Wikipedia leert me dat het antwoord ontkennend moet zijn (en dat de parenthese dus meer kans maakt op correctheid). De reeks is inhoudelijk/thematisch op z'n zachts gezegd een samenraapsel. De selectiecriteria moeten van een andere aard zijn geweest. Ik leer er ook uit dat het biografisch essay van Naeff wel al in 1921 was verschenen, maar dat pas zes jaar later de tweede druk in de Literaire Luxe-reeks zou zijn opgenomen. Ik zou nu dus mijn leesverslag moeten aanpassen (the cloud is nog veel geduldiger dan papier). Maar dat doe ik pas als ik de gegevens gecontroleerd heb dus niet. Hoeft ook niet.

Controle
De scans in de DBNL tonen een titelpagina van Charlotte von Stein met zo’n Heukelomse versiering, voorzien van titel, auteursnaam, plaats van uitgave, naam van de uitgeverij en het jaar van uitgave, in casu 1921 (en niet 1927). Dito met betrekking tot Van Bruggens Een Indisch huwelijk. DBNL meldt ook nadrukkelijk dat het de eerste druk betreft zowel waar het gaat om het boek van Naeff als om dat van Van Bruggen. Eerlijk gezegd vertrouw ik die lui van de DBNL als het gaat om dit soort gedigitaliseerde feiten.





Tweede les van vandaag:
laat je geen Wikipedialoer draaien
(blijf zelf opletten).

Dus ik deed nog een controle. Ik selecteerde het eerste werk uit de reeks. Daarbij maakte ik gebruik van de Wikipedia-lijst. De eerstgenoemde tekst in de literaire luxe-reeks is daar: Is. Querido, De jeugd van Beethoven. Nadere gegevens zijn: ‘1e druk 1919, 2e 1921 in deze reeks’. Dit werk is aanwezig in de DBNL. Daar vind ik wederom een foto van het kenmerkende Heukelomomslag (zie afbeelding), plus gegevens in de verantwoording. Deze laatste luiden: 

bron
Israël Querido, De jeugd van Beethoven. 1919
[...]
algemene opmerkingen
Dit bestand biedt scans in PDF-formaat van De jeugd van Beethoven van Israël Querido uit 1919.

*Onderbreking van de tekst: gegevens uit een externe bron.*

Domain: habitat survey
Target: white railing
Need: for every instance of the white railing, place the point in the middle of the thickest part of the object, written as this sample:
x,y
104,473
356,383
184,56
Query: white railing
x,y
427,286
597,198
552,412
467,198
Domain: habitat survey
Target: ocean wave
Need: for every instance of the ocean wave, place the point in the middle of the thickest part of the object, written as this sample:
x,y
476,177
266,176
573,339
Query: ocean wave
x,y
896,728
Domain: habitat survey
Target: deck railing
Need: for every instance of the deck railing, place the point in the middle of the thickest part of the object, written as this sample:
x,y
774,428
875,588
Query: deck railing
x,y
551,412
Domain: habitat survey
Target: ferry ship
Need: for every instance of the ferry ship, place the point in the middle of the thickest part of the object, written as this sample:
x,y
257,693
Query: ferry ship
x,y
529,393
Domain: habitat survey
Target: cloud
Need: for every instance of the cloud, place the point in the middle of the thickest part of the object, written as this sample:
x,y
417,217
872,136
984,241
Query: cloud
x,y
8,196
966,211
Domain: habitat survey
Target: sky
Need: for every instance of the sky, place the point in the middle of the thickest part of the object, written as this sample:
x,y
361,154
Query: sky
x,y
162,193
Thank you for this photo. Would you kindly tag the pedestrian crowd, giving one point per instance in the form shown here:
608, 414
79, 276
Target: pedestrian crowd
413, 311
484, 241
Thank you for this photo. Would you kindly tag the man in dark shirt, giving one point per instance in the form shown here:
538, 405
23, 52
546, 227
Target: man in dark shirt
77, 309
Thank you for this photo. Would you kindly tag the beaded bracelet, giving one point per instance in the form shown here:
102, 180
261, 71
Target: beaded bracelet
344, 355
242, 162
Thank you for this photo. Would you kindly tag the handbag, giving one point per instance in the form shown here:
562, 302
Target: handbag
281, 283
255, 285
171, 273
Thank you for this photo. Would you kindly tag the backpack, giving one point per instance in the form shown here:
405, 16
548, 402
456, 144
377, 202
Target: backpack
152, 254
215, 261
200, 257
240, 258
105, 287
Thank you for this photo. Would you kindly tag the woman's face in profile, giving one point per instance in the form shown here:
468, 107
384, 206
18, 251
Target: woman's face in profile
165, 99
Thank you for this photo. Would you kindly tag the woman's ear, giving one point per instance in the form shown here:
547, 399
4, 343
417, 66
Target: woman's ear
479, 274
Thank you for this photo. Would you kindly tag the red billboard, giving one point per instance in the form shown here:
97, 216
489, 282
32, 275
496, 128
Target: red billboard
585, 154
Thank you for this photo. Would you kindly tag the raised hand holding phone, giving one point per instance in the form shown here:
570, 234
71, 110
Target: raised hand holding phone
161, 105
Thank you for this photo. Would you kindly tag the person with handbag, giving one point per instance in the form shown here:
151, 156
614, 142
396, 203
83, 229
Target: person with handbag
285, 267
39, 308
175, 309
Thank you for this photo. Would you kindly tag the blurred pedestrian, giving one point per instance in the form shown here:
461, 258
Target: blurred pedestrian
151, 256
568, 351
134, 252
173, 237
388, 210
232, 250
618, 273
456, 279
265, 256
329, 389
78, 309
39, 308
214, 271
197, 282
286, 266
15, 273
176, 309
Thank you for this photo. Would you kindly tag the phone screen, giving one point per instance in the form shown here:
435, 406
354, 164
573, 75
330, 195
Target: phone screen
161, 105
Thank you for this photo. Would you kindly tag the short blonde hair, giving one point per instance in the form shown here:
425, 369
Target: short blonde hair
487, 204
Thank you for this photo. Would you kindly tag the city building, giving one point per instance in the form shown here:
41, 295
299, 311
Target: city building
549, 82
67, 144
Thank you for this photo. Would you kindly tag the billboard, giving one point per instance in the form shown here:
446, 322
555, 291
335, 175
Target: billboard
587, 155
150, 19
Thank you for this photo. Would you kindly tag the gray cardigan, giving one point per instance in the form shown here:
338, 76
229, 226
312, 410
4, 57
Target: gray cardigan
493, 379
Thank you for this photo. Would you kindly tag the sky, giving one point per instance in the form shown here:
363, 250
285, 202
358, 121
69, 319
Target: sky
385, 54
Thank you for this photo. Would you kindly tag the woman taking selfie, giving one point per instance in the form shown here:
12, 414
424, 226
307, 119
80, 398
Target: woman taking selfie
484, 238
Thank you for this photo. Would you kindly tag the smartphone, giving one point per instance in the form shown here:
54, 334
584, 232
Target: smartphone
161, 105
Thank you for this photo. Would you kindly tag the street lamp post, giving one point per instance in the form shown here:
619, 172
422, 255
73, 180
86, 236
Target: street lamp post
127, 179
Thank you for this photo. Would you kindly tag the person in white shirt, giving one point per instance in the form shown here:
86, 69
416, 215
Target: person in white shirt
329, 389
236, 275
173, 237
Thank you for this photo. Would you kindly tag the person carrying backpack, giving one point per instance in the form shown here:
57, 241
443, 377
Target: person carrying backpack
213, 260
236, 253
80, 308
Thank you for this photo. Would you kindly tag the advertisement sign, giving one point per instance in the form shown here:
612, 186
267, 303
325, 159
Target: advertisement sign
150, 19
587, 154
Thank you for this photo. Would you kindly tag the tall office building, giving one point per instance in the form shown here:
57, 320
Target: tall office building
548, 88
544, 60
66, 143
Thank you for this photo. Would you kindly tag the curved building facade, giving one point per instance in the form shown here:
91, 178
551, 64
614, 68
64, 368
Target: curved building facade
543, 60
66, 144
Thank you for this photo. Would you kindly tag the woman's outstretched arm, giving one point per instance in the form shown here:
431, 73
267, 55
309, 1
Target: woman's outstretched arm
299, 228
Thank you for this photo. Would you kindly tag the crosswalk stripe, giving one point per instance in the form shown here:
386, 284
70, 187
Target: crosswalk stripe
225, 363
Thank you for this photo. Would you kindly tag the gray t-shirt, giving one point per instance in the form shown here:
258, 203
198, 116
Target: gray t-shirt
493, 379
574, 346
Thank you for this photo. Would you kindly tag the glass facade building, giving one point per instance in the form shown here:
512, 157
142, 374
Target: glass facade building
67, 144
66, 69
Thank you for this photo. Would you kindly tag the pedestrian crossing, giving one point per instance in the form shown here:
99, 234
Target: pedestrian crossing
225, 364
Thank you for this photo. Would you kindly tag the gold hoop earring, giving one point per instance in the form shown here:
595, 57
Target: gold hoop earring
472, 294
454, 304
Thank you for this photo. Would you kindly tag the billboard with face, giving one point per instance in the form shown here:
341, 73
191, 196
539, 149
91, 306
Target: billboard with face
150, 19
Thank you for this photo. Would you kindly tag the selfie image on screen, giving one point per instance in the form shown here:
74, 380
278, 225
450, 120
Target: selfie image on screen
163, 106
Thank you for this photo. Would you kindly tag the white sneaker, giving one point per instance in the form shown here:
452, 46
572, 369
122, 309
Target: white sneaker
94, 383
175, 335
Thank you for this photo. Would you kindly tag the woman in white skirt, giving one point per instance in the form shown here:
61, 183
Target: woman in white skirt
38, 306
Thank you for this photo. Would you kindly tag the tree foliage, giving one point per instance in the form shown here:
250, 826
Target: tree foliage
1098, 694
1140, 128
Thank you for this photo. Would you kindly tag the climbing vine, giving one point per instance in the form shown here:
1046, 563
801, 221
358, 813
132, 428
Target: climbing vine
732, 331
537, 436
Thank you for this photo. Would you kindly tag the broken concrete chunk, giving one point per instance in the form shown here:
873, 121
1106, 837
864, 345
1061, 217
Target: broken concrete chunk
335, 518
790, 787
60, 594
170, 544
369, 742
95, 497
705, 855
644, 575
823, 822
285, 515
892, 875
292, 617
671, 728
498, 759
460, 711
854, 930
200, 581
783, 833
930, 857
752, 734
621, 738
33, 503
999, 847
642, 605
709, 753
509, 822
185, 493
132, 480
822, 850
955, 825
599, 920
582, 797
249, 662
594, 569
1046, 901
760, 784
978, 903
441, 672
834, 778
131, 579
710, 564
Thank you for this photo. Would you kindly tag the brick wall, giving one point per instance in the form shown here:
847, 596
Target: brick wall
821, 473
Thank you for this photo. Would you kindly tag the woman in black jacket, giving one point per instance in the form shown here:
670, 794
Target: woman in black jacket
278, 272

De scan van de titelpagina (hiernaast) bevat echter duidelijk het jaartal 1921.

Dan maar een blik in de KB-catalogus geworpen. Daarin staan beide boeken vermeld, maar niet als eerste en tweede druk, en alleen het werk uit 1921 heeft de annotatie ‘Literaire luxereeks’.

Derde les van de dag:
kies zelf welk rad (je) voor je ogen draait
(blijf lachen)                                        

Dit bericht kreeg een tweede leven op Neerlandistiek.nl, het online tijdschrift voor taal- en letterkunde.